The Cheering Gets Louder
Poland is rarely recognized for its athletes, but this perception is certainly not right, considering Poland has numerous sporting exploits that represent the country worldwide in quite unexpected branches.
Various factors, including historical references as well as contemporary media and everyday reference, seem to reflect that Poles were “good” athletes, but they either did not have the right facilities to practice, or wanted to make big money outside of Poland. Perhaps, these are all among the reasons why Poland’s sport feats are unknown abroad.
For instance, Scandinavian countries were always able to invest in facilities promoting winter sports and hence concentrate on this particular branch, Polish athletes had to explore and simply branch out their talents according to the financial resources available. Perhaps nostalgic harking back to communist times, if at all, can be explained due to sports provisions. The scholarships and training facilities that were available to talented young athletes during the Soviet era are not around any more.

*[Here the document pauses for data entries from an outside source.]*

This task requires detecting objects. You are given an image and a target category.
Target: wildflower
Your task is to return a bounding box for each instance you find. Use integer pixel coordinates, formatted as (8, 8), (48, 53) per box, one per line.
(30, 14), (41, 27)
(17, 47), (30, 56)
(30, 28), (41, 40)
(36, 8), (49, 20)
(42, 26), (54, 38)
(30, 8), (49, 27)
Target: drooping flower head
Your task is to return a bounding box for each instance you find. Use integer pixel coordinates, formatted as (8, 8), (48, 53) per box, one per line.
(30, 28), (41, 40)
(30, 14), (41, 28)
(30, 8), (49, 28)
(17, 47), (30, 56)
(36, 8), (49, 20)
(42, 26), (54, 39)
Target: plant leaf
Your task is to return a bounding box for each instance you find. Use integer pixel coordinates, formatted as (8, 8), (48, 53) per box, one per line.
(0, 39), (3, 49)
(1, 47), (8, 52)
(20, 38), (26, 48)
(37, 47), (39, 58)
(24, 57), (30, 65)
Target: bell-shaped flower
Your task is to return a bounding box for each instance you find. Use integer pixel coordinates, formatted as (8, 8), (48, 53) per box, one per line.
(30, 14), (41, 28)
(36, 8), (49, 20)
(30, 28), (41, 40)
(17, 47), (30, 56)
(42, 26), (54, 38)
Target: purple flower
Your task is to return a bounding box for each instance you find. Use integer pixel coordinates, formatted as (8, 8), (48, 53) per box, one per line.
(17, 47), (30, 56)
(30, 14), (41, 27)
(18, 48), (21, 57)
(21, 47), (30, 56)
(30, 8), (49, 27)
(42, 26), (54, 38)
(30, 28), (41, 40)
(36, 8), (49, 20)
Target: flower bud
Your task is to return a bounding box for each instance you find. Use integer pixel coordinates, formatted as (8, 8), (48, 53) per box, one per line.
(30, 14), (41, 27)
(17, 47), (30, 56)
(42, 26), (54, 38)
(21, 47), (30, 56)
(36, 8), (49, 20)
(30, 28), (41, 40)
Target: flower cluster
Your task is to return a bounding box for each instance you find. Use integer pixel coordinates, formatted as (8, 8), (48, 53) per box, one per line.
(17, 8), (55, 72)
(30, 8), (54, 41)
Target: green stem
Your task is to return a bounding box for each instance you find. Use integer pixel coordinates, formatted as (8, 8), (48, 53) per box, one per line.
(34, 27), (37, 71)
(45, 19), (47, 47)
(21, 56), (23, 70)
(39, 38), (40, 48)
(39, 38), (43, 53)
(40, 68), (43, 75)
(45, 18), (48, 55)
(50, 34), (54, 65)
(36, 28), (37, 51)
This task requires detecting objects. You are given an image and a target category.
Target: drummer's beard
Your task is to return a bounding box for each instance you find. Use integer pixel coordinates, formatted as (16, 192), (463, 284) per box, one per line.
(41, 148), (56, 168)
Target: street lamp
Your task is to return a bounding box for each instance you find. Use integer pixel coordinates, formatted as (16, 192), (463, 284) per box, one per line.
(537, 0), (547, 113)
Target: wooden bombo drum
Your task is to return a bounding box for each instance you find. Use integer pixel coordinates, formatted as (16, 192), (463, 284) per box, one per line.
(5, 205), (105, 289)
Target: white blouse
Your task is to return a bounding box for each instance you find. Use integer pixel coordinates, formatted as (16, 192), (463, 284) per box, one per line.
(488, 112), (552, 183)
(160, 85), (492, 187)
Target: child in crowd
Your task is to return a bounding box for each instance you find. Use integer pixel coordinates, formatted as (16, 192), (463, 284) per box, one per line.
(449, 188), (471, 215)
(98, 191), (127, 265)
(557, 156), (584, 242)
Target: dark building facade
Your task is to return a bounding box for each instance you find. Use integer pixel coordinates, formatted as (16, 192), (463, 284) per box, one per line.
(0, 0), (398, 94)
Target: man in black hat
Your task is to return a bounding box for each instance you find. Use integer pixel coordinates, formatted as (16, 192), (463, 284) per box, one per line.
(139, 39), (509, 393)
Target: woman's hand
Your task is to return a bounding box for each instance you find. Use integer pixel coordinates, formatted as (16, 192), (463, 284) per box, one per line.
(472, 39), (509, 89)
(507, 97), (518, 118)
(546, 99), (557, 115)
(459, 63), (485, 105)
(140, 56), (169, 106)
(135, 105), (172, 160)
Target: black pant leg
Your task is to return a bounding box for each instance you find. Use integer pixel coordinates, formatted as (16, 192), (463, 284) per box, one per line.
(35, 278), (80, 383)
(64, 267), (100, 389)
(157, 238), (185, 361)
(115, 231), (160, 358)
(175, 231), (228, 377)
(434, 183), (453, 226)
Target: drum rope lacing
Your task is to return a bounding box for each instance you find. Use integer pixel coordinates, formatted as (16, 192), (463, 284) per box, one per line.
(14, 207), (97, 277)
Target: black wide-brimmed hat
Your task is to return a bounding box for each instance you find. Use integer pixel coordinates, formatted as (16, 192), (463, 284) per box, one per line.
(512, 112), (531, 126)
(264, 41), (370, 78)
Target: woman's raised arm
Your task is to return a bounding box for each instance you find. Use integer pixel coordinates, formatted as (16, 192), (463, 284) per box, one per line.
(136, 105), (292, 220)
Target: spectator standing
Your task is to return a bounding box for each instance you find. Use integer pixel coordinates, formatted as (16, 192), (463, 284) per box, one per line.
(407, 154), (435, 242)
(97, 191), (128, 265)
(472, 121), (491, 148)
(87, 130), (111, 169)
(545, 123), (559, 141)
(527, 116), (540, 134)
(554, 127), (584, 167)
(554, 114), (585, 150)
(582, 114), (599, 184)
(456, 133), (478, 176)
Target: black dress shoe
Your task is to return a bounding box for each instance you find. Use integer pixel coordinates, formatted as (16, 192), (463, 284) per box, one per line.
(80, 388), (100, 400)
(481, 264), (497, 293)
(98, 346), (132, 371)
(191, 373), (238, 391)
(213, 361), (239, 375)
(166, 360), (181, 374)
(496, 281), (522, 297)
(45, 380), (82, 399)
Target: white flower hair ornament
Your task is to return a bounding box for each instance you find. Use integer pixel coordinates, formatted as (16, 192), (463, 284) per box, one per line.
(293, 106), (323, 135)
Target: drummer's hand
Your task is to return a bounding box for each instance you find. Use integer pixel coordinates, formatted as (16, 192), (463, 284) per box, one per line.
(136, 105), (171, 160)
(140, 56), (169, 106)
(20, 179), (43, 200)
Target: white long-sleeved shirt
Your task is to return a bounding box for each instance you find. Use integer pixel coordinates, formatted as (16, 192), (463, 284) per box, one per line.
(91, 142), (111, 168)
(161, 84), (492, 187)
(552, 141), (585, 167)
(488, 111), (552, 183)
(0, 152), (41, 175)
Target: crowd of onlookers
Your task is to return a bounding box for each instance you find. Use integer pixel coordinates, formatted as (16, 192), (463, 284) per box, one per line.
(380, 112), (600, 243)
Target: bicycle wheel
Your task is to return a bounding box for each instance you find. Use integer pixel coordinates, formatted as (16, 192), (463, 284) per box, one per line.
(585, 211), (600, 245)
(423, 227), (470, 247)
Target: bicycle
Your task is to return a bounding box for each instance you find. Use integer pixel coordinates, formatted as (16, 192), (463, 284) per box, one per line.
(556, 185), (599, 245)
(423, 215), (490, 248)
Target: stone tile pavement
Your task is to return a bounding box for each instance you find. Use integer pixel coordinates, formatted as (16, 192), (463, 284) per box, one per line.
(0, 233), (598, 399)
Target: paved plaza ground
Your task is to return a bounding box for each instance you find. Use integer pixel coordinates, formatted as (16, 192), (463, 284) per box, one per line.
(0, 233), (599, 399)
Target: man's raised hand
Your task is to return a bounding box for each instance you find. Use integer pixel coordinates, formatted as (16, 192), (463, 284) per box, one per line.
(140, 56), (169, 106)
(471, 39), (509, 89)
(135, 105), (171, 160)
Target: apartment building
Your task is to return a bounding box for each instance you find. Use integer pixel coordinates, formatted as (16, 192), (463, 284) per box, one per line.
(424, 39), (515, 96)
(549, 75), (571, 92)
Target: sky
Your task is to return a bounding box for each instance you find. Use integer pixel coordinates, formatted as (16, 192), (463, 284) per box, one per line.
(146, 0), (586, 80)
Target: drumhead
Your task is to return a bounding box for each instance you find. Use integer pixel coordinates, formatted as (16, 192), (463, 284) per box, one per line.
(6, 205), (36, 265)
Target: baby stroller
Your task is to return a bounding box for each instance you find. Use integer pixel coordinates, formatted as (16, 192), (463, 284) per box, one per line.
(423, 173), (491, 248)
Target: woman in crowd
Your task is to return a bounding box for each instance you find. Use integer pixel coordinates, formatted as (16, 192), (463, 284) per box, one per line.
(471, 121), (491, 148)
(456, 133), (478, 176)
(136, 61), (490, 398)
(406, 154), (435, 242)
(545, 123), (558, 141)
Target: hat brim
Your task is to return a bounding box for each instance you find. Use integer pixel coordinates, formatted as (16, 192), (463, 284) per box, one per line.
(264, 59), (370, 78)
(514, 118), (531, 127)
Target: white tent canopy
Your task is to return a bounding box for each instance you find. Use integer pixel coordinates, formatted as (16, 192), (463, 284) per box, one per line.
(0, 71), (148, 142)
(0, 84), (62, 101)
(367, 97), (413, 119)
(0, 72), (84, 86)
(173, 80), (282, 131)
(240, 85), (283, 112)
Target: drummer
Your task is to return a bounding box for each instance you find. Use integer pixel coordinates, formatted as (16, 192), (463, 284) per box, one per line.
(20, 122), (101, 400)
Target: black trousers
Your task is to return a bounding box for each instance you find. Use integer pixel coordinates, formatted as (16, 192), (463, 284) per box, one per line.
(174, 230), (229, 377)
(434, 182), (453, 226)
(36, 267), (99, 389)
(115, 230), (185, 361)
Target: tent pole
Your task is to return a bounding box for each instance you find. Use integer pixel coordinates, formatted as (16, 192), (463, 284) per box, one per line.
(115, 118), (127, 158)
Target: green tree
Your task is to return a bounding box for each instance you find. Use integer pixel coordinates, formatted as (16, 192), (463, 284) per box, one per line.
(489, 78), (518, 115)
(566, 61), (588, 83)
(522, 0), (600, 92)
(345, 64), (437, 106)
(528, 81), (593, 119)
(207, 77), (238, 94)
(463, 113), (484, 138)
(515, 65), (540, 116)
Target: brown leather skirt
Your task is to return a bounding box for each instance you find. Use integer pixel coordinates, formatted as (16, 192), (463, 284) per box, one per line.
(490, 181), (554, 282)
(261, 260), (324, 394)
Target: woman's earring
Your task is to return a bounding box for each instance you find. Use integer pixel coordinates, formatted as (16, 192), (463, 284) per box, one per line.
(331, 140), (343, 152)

As a kid I used to wonder, staring at the screen, my mouth half-open: “When I turn 25, will I also win a gold medal?” I am about to wrap up with the first quarter of my life and no one has given me anything in gold yet… Anyhow, I still feel blood rushing to my head anytime I watch a major sports event, and it remains a personal pleasure of mine to continue cheering happily for the red and the white of - not the Austrian, Canadian or the Swiss - but the Polish team... Or wait, did I say Monaco?